Use the parallel filesystem only for active data. Move long term archives to dedicated archival or object storage if your center provides such services.

Avoid running unnecessary metadata intensive commands during heavy usage. For example, repeatedly calling ls -R on entire directory trees or using tools that scan millions of files in tight loops can stress metadata servers.

Be explicit about where your job stores temporary data. Direct large I/O to the high performance scratch filesystem instead of your home directory, unless the documentation of your system indicates otherwise.

When using many processes, coordinate I/O where possible so that you are not creating a massive number of small independent files. Parallel I/O libraries, MPI I/O, and higher level data formats such as HDF5 or NetCDF can help, but even without these, you can write simple strategies to reduce file counts.

For beginners, the most important rule is: use the parallel scratch filesystem for large, active data, and avoid creating huge numbers of small files or scanning large directory trees repeatedly.

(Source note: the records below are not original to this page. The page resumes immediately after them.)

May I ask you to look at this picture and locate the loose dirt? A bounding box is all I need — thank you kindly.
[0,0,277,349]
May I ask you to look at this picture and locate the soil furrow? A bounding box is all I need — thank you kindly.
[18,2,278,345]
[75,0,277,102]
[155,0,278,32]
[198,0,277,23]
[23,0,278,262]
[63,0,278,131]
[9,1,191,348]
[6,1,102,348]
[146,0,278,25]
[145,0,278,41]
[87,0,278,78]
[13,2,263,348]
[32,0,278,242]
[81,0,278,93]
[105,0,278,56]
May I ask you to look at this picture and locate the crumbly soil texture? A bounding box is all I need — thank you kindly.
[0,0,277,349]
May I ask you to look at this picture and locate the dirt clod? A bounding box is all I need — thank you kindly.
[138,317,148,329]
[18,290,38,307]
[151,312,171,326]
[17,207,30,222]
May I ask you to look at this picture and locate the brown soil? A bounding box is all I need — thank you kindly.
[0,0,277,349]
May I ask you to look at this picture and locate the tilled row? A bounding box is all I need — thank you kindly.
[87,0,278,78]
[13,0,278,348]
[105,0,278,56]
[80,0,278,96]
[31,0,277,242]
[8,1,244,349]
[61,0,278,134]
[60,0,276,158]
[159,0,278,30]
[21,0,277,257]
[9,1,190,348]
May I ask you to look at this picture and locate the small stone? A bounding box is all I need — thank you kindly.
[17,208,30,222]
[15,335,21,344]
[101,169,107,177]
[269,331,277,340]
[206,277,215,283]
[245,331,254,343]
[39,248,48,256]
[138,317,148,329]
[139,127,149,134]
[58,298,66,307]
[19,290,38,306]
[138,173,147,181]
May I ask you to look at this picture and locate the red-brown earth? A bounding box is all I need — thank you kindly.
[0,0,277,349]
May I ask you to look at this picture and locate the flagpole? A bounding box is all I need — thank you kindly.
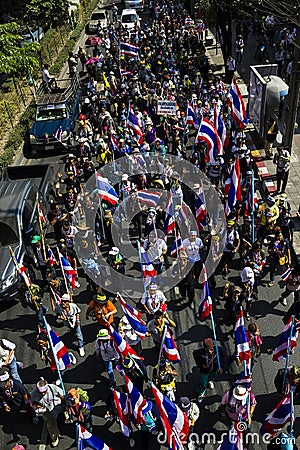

Interaction with job scheduling and compute nodes

Parallel filesystems are shared among login nodes and compute nodes. The job scheduler allocates CPU and memory resources, but I/O to the parallel filesystem remains a shared service. This means that your running jobs might be affected by I/O from other users, and your I/O may affect them.

Compute nodes usually mount the parallel filesystem over the high performance interconnect. When your job runs, each process can access the same directories and files, and the filesystem takes care of coordinating access. This is what allows parallel codes to read shared input datasets and to produce shared output.

Since I/O is shared, some centers provide guidelines about when to perform very heavy I/O operations. For example, you might be asked to avoid doing extremely metadata intensive tasks on login nodes, or to schedule large data reorganizations as batch jobs that run off peak.

From a practical perspective, you should test I/O behavior on a smaller scale before launching extremely large jobs. This helps you detect issues such as slow directory scans, unexpected permission problems, or suboptimal file layouts, and it reduces the risk of overloading the filesystem with a poorly behaved pattern at full scale.

Relation to specific parallel filesystems

HPC centers deploy specific parallel filesystem technologies such as NFS in certain configurations, Lustre, or GPFS and similar systems. Each of these has particular tools and commands for inspecting striping, quotas, and performance, and each has its own internal architecture.

From a beginner perspective, you do not need to learn all implementation details. You should focus on the general behaviors that all parallel filesystems share: separation of metadata and data, striping across multiple storage targets, sensitivity to access patterns, and the need to respect center policies on usage.

Later chapters will look at some concrete parallel filesystem technologies in more detail. There you will see how the general ideas presented here are realized in specific systems, and you will learn how to inspect and tune filesystem related settings for your jobs on real clusters.